- The "Roman Candle", one of the 15 weapons in the Meteor expansion pack
- Developer: Blitwise Productions
- Publisher: Blitwise Productions
- Designer: Michael P. Welch
- Composer: DNA-groove (Eliran Ben Ishai)
- Platforms: Windows Mac OS X iOS Android Windows Phone
- Release: October 26, 2001
- Genre: Artillery
- Modes: Single-player, multiplayer

= Pocket Tanks =

2001 video game

Pocket Tanks is a 1 or 2 player artillery game developed by Michael P. Welch from Blitwise Productions. It was originally released for Microsoft Windows and Mac OS X in 2001 and was later released for iOS in 2009 and Android in 2012. It is available as shareware as well as a premium version known as Pocket Tanks Deluxe, which includes the content from all 30 expansion packs.

== Gameplay ==
Pocket Tanks was adapted from Welch's earlier Amiga game Scorched Tanks. Pocket Tanks features modified physics and additional weapons ranging from simple explosive shells to homing missiles. The game also allows each player to move their tank a maximum of four times at a small, prefixed amount each time.

The goal of Pocket Tanks is to use various weapons to attack the other player's tank. Each hit scores a certain number of points, which varies based on the weapon and the proximity of the target.
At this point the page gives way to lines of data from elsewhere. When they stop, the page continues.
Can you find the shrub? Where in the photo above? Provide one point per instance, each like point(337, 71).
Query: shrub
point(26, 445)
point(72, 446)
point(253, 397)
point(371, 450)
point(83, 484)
At the end of 10 volleys, the player with the highest score wins.

Pocket Tanks features a fully destructible environment, which allows the player to create and put themselves on pedestals or in bunkers, allowing for more strategic gameplay. Pocket Tanks also supports weapon expansion packs where each player can have up to 400 different weapons in total.

Network play was made available in the version 1.3 release.

=== Expansion packs ===
The game features extra game content in the form of expansion "weapon packs" which give the player more weapon choices during gameplay, available to those who own Pocket Tanks Deluxe. In the PC version, there are 30 Expansion Packs available to download. All packs that include 5 weapons are available for free, and there are 15 weapons that have to be paid for (mobile versions only). As of August 21 2024, there are 385 weapons in total: 30 from the original game and 355 from the various Deluxe Version expansions.

== Development history ==
Michael P. Welch from Blitwise Productions created Amiga games before he started developing PC games such as Super DX-Ball and Neon Wars. Welch developed Pocket Tanks as remake/sequel of the Amiga game Scorched Tanks and extended the gameplay with modified physics, dozens of new weapons (hundreds with a paid expansion), and the ability to move the tank. The game's soundtrack was created by Eliran Ben Ishai as Impulse Tracker Module file. The first version of Pocket Tanks was released in 2001.

On October 26, 2001, the first version of Pocket Tanks was released after a beta. This version continued to be updated, adding features such as network support and more weapons.

Version 1.3 was released in November 2007. It contained bug fixes as well as LAN and IP support.

A Collector's Edition of Pocket Tanks was released on November 16, 2007. It contained the first 14 expansion packs and the Deluxe version of Pocket Tanks.

On April 15, 2009, Pocket Tanks was released on iOS. This version included a new touch interface and 35 weapons to enjoy for free. The iOS version continues to be updated along with other mobile versions that were released later.

On December 7, 2012, Pocket Tanks became available on Android.

On January 9, 2013, Pocket Tanks was released on the Windows Store for devices running Windows 8 and Windows RT.

On March 7, 2013, Pocket Tanks was released on the Amazon Appstore.

Version 2.1 added support for the latest weapon packs and fixed bugs that prevented it from being playable on the Surface Pro.

Version 2.3 brought "online functions from a third-party Backend as a Service supported framework to a Blitwise maintained AWS hosted server infrastructure."

Version 2.7.9 is currently the latest release of the game as of July 2025 and is available for the iOS, Android, and Windows Store versions of the game. Pocket Tanks and Pocket Tanks Deluxe is currently available on Windows, MacOS, iOS, Android, Amazon Appstore, and Windows Store. The original PC versions of the game lack some of the features of the mobile and Windows Store version.

As of 2024, there are 320 weapons to collect on the desktop version, which can be obtained by purchasing all of the expansion packs. This version is available for MacOS and the Windows Desktop. The mobile version is expanded to 385 weapons.

The game is still being updated as of July 2025.